Connect three Sparks (ring)

You have three DGX Sparks and want them to act as one machine without buying a switch. Three nodes is the sweet spot for switchless clustering: each Spark has two ConnectX-7 ports, so three of them wire into a ring where every node is directly cabled to the other two.

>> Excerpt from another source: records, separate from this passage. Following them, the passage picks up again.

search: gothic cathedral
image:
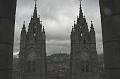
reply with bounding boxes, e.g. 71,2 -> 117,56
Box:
70,2 -> 98,79
19,1 -> 47,79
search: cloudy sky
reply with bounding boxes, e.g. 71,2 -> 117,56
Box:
13,0 -> 103,56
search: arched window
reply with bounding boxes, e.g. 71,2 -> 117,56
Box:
27,61 -> 31,72
81,65 -> 85,72
32,61 -> 36,72
84,39 -> 86,44
86,64 -> 89,72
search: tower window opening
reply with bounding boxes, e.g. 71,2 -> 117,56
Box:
81,65 -> 85,72
86,64 -> 89,72
84,39 -> 86,44
32,61 -> 36,72
27,61 -> 31,72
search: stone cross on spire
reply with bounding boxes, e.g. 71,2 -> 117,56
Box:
34,0 -> 37,8
80,0 -> 82,7
80,0 -> 82,3
34,0 -> 37,3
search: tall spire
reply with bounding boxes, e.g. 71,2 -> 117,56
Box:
33,0 -> 38,18
79,0 -> 83,18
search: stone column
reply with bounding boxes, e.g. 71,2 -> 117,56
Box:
99,0 -> 120,79
0,0 -> 17,79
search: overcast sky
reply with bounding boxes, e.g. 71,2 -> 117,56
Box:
13,0 -> 103,56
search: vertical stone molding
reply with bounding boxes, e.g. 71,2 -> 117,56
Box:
0,0 -> 17,79
99,0 -> 120,79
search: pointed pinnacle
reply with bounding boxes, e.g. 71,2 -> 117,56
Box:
91,21 -> 94,29
43,26 -> 45,31
24,21 -> 25,24
22,21 -> 26,29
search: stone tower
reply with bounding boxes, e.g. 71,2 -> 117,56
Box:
19,1 -> 46,79
70,1 -> 98,79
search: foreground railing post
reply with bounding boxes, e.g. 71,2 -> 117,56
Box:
99,0 -> 120,79
0,0 -> 17,79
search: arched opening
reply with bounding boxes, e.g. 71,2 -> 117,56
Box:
32,61 -> 36,72
81,64 -> 85,72
27,61 -> 31,72
86,64 -> 89,72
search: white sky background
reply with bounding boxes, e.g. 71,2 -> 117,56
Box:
13,0 -> 103,56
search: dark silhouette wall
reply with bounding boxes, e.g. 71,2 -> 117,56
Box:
1,0 -> 120,79
0,0 -> 17,79
99,0 -> 120,79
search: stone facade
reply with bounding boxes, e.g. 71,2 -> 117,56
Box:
13,54 -> 104,79
70,2 -> 99,79
19,2 -> 47,79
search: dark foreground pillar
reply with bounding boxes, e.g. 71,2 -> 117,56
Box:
0,0 -> 17,79
99,0 -> 120,79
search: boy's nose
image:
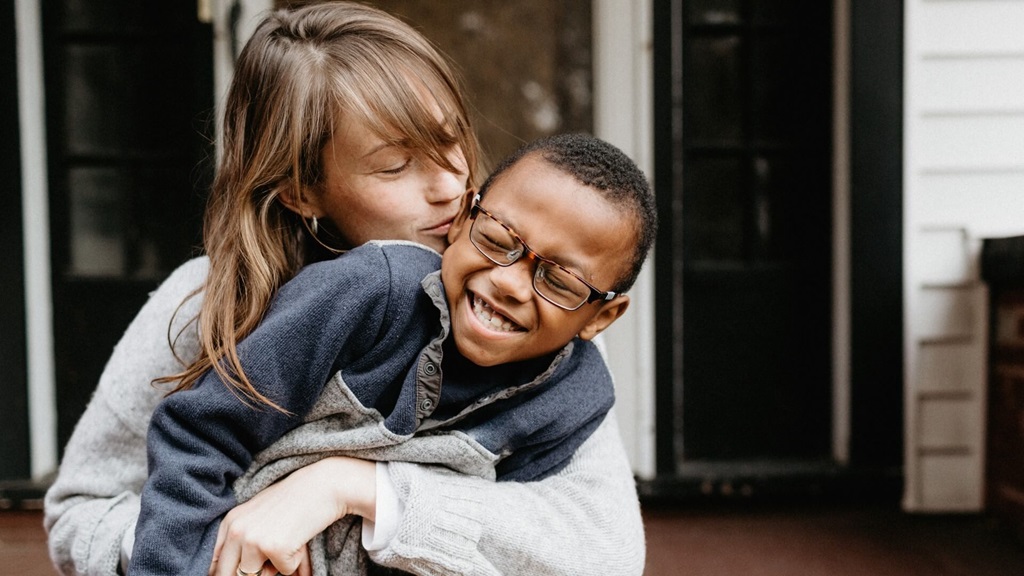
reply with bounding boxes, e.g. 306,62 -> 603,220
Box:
488,259 -> 535,304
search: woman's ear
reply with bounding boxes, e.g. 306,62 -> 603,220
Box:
447,188 -> 478,244
577,295 -> 630,342
278,184 -> 319,218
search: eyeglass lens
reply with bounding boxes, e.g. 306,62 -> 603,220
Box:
471,211 -> 591,309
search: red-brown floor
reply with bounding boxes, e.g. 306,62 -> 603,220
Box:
6,505 -> 1024,575
644,504 -> 1024,576
1,510 -> 50,575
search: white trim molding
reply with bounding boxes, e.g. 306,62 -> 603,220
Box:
16,0 -> 57,479
592,0 -> 656,479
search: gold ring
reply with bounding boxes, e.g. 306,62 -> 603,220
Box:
236,567 -> 263,576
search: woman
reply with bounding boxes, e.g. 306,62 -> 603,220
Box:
43,3 -> 645,576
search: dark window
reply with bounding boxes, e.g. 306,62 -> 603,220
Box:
654,0 -> 834,470
43,1 -> 213,454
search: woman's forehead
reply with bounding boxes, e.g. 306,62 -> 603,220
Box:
345,94 -> 454,148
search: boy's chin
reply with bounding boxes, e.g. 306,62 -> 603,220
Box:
453,337 -> 509,368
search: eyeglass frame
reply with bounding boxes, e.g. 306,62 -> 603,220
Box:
467,194 -> 618,311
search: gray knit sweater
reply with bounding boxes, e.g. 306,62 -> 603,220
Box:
44,256 -> 646,576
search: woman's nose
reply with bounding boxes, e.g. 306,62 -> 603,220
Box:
425,161 -> 467,205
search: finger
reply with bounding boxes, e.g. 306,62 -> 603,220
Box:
238,546 -> 269,576
214,537 -> 242,576
235,562 -> 271,576
296,547 -> 312,576
210,518 -> 230,575
264,547 -> 303,576
234,562 -> 269,576
270,545 -> 311,576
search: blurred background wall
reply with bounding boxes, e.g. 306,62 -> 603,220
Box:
364,1 -> 594,166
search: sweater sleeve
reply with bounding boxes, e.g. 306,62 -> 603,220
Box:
128,246 -> 404,575
370,408 -> 646,576
43,257 -> 209,576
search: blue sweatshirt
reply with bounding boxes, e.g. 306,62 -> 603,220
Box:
130,241 -> 615,575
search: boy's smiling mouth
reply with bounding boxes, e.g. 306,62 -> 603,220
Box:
469,292 -> 525,333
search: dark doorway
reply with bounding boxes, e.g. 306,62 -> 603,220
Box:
0,0 -> 30,480
653,1 -> 834,476
41,2 -> 213,454
848,0 -> 903,471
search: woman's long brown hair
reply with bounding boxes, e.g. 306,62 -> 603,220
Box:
155,2 -> 482,410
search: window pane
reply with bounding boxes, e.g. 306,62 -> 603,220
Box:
68,168 -> 125,276
685,37 -> 743,143
61,0 -> 191,34
750,154 -> 787,260
749,35 -> 798,142
68,166 -> 186,278
688,0 -> 742,25
65,45 -> 193,156
752,0 -> 821,26
685,156 -> 745,261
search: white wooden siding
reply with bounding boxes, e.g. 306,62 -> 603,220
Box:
904,0 -> 1024,512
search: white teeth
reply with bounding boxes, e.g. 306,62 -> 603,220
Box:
471,294 -> 519,332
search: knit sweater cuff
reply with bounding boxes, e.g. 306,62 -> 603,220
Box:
369,462 -> 491,575
72,492 -> 139,576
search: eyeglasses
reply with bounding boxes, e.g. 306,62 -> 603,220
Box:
468,195 -> 617,311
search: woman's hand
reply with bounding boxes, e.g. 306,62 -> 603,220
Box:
209,456 -> 377,576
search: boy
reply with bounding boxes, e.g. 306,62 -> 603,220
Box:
131,133 -> 657,575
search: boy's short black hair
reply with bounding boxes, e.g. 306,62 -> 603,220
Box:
478,133 -> 657,294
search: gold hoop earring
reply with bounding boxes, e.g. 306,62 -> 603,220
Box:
303,214 -> 347,255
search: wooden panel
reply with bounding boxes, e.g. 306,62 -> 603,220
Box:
915,115 -> 1024,169
916,0 -> 1024,54
916,341 -> 985,393
914,286 -> 978,339
915,173 -> 1024,236
919,397 -> 982,449
915,228 -> 972,285
904,0 -> 1024,513
918,58 -> 1024,112
919,452 -> 983,510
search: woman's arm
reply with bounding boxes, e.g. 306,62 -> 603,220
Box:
374,408 -> 646,576
43,257 -> 209,576
216,407 -> 645,576
211,456 -> 378,576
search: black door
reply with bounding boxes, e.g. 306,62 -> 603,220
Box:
0,0 -> 29,481
654,1 -> 834,476
42,2 -> 213,454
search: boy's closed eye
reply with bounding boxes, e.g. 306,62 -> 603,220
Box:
537,266 -> 576,297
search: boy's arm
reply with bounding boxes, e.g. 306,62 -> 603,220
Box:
128,247 -> 401,575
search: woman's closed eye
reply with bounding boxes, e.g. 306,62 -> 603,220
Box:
378,157 -> 412,175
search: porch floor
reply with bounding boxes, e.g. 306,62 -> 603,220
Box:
4,504 -> 1024,574
644,502 -> 1024,575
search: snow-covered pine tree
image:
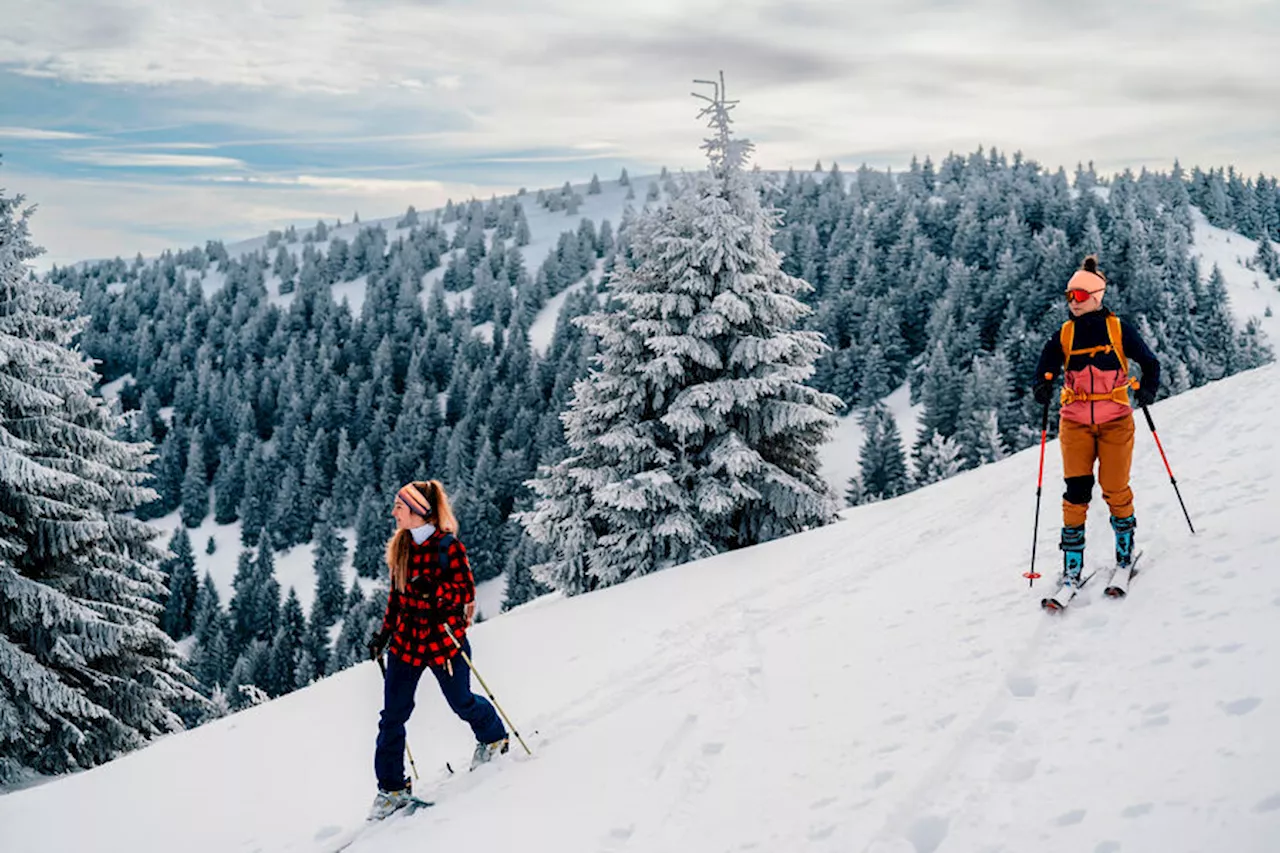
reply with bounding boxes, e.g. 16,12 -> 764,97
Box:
180,437 -> 208,528
266,588 -> 305,697
0,181 -> 201,783
311,499 -> 346,628
161,528 -> 198,639
912,430 -> 964,487
352,485 -> 389,579
857,404 -> 910,502
520,74 -> 841,593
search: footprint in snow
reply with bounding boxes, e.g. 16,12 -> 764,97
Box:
1144,702 -> 1171,715
1122,802 -> 1153,818
1221,697 -> 1262,716
997,758 -> 1038,783
1094,842 -> 1121,853
1006,675 -> 1038,697
1253,793 -> 1280,813
1056,809 -> 1087,826
905,815 -> 950,853
866,770 -> 894,789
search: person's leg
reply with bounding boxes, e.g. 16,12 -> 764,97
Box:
1059,419 -> 1098,581
374,656 -> 427,791
1097,414 -> 1137,565
429,638 -> 507,745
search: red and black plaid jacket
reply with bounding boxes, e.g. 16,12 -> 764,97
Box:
379,531 -> 474,668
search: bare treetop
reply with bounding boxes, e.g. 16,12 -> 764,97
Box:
692,71 -> 754,176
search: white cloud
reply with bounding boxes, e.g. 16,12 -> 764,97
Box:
3,0 -> 1278,267
0,126 -> 94,140
6,168 -> 505,268
2,1 -> 1276,179
60,151 -> 247,168
204,173 -> 454,194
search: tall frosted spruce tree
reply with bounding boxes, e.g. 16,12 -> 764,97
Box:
521,76 -> 842,594
0,177 -> 200,784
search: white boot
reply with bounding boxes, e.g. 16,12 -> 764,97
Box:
470,737 -> 509,770
367,786 -> 414,821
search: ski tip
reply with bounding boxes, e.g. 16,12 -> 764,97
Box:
1041,598 -> 1064,612
1104,587 -> 1127,598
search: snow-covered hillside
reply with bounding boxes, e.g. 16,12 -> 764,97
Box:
5,361 -> 1277,853
1189,207 -> 1280,347
207,176 -> 663,349
815,206 -> 1279,499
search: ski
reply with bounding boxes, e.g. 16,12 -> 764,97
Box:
329,797 -> 434,853
1104,550 -> 1144,598
1040,568 -> 1097,612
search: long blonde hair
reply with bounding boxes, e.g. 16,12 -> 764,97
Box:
386,480 -> 459,593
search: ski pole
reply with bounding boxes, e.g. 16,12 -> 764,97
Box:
1141,404 -> 1196,534
441,624 -> 532,756
376,654 -> 421,780
1024,382 -> 1052,587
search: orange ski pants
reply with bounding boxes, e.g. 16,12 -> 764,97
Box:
1059,414 -> 1135,528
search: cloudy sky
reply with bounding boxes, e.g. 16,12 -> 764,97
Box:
1,0 -> 1277,267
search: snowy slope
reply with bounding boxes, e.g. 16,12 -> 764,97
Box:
1189,207 -> 1280,347
208,177 -> 662,335
817,382 -> 922,498
145,510 -> 376,620
5,362 -> 1278,853
814,206 -> 1275,499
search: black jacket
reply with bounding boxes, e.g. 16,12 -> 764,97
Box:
1034,308 -> 1160,393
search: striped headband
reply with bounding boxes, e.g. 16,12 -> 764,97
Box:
396,483 -> 432,517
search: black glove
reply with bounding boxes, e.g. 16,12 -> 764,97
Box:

This was made official in the June 2026 update (NCCL 2.30u1 added three-node ring support), and the combined pool reaches 512 GB of unified memory for 400B-plus models.

What you need

Three DGX Sparks on DGX OS with NVIDIA drivers.
Three approved QSFP cables (the same Amphenol/Luxshare cables from the two-Spark how-to).
sudo on all three, matching usernames across nodes (multi-node tooling and passwordless SSH assume it).

Cable the ring

Each Spark has two CX-7 cages. Call the one nearest the ethernet jack Port0 and the far one Port1. Wire Port0 of each node to Port1 of the next:

Node1 Port0 → Node2 Port1
Node2 Port0 → Node3 Port1
Node3 Port0 → Node1 Port1

That closes the loop. Every port carries a full 200GbE link, and each physical port presents two logical RoCE interfaces (four per machine), which matters for bandwidth tuning (see multi-Spark networking).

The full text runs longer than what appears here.